In an interview, Rémi Lam, GraphCast’s lead scientist, said his team had trained the A.I. program on four decades of global weather observations compiled by the European forecasting center. “It learns directly from historical data,” he said. In seconds, he added, GraphCast can produce a 10-day forecast that would take a supercomputer more than an hour.
Dr. Lam said GraphCast ran best and fastest on computers designed for A.I., but could also work on desktops and even laptops, though more slowly.
In a series of tests, Dr. Lam reported, GraphCast outperformed the best forecasting model of the European Center for Medium-Range Weather Forecasts more than 90 percent of the time. “If you know where a cyclone is going, that’s quite important,” he added. “It’s important for saving lives.”
Replying to a question, Dr. Lam said he and his team were computer scientists, not cyclone experts, and had not evaluated how GraphCast’s predictions for Hurricane Beryl compared to other forecasts in precision.
But DeepMind, he added, did conduct a study of Hurricane Lee, an Atlantic storm that in September was seen as possibly threatening New England or, farther east, Canada. Dr. Lam said the study found that GraphCast locked in on landfall in Nova Scotia three days before the supercomputers reached the same conclusion.
Impressed by such accomplishments, the European center recently embraced GraphCast as well as A.I. forecasting programs made by Nvidia, Huawei and Fudan University in China. On its website, it now displays global maps of its A.I. testing, including the range of path forecasts that the smart machines made for Hurricane Beryl on July 4.
The track predicted by DeepMind’s GraphCast, labeled DMGC on the July 4 map, shows Beryl making landfall in the region of Corpus Christi, Texas, not far from where the hurricane actually hit.
Dr. Chantry of the European center said the institution saw the experimental technology as becoming a regular part of global weather forecasting, including for cyclones. A new team, he added, is now building on “the great work” of the experimentalists to create an operational A.I. system for the agency.

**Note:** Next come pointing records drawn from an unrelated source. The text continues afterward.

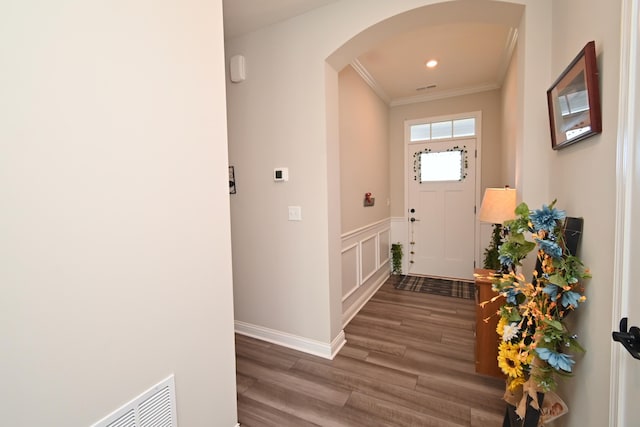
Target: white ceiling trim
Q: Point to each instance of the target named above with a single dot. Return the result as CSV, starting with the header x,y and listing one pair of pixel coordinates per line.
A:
x,y
444,94
359,68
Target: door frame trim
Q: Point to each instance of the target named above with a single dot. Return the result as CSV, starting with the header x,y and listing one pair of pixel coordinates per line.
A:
x,y
478,169
626,169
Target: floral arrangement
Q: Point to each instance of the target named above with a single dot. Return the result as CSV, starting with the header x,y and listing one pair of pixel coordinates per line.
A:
x,y
536,347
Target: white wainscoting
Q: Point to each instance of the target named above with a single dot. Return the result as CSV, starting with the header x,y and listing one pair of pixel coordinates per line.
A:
x,y
365,265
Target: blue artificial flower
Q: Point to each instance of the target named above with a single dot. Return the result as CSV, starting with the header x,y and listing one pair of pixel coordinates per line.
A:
x,y
550,248
505,260
570,298
556,360
551,290
511,296
546,218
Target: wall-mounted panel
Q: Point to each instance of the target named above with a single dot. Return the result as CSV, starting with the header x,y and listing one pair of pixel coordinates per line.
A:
x,y
365,262
369,250
350,270
384,245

Its adoption, Dr. Chantry said, could happen soon. He added, however, that the A.I. technology as a regular tool might coexist with the center’s legacy forecasting system.
Dr. Bretherton, now a team leader at the Allen Institute for A.I. (established by Paul G. Allen, one of the founders of Microsoft), said the European center was considered the world’s top weather agency because comparative tests have regularly shown its forecasts to exceed all others in accuracy. As a result, he added, its interest in A.I. has the world of meteorologists “looking at this and saying, ‘Hey, we’ve got to match this.’”

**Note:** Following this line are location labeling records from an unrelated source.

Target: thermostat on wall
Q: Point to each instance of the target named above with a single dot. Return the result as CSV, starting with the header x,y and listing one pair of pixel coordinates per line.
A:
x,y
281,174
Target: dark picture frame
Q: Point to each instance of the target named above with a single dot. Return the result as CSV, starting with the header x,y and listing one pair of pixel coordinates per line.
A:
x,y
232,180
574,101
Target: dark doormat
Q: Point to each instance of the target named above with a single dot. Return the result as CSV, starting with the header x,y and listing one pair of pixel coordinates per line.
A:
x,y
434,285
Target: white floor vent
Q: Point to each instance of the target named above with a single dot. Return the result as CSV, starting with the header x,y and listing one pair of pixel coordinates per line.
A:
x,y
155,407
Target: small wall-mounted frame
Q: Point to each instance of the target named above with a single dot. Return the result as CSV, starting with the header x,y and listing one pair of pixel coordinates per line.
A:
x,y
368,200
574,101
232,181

Weather experts say the A.I. systems are likely to complement the supercomputer approach because each method has its own particular strengths.

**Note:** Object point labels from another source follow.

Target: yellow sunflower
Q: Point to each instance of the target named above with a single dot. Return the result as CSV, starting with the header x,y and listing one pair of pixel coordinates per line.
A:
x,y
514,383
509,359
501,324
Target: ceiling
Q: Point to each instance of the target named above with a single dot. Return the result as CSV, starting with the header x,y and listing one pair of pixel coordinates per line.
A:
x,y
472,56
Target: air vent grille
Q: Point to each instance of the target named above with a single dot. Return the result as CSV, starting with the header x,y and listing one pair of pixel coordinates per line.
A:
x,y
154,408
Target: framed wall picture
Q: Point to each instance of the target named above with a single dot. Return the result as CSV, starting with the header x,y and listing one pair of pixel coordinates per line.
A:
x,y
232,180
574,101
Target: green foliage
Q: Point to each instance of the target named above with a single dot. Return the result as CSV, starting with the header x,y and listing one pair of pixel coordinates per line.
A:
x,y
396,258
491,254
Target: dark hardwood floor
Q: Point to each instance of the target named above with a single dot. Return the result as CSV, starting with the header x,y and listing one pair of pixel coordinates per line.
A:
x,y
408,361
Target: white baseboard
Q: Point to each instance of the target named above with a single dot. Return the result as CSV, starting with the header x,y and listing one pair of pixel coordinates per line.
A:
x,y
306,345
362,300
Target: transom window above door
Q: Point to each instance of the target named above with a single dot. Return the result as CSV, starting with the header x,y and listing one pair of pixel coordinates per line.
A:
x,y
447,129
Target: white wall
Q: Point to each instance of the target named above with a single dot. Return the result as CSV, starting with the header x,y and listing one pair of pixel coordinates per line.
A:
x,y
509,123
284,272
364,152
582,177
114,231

“All models are wrong to some extent,” Dr. Molina of the University of Maryland said. The A.I. machines, she added, “might get the hurricane track right but what about rain, maximum winds and storm surge? There’re so many diverse impacts” that need to be forecast reliably and assessed carefully.
Even so, Dr. Molina noted that A.I. scientists were rushing to post papers that demonstrate new forecasting skills. “The revolution is continuing,” she said. “It’s wild.”
Jamie Rhome, deputy director of the National Hurricane Center in Miami, agreed on the need for multiple tools. He called A.I. “evolutionary rather than revolutionary” and predicted that humans and supercomputers would continue to play major roles.
“Having a human at the table to apply situational awareness is one of the reasons we have such good accuracy,” he said.
Mr. Rhome added that the hurricane center had used aspects of artificial intelligence in its forecasts for more than a decade, and that the agency would evaluate and possibly draw on the brainy new programs.
“With A.I. coming on so quickly, many people see the human role as diminishing,” Mr. Rhome added. “But our forecasters are making big contributions. There’s still very much a strong human role.”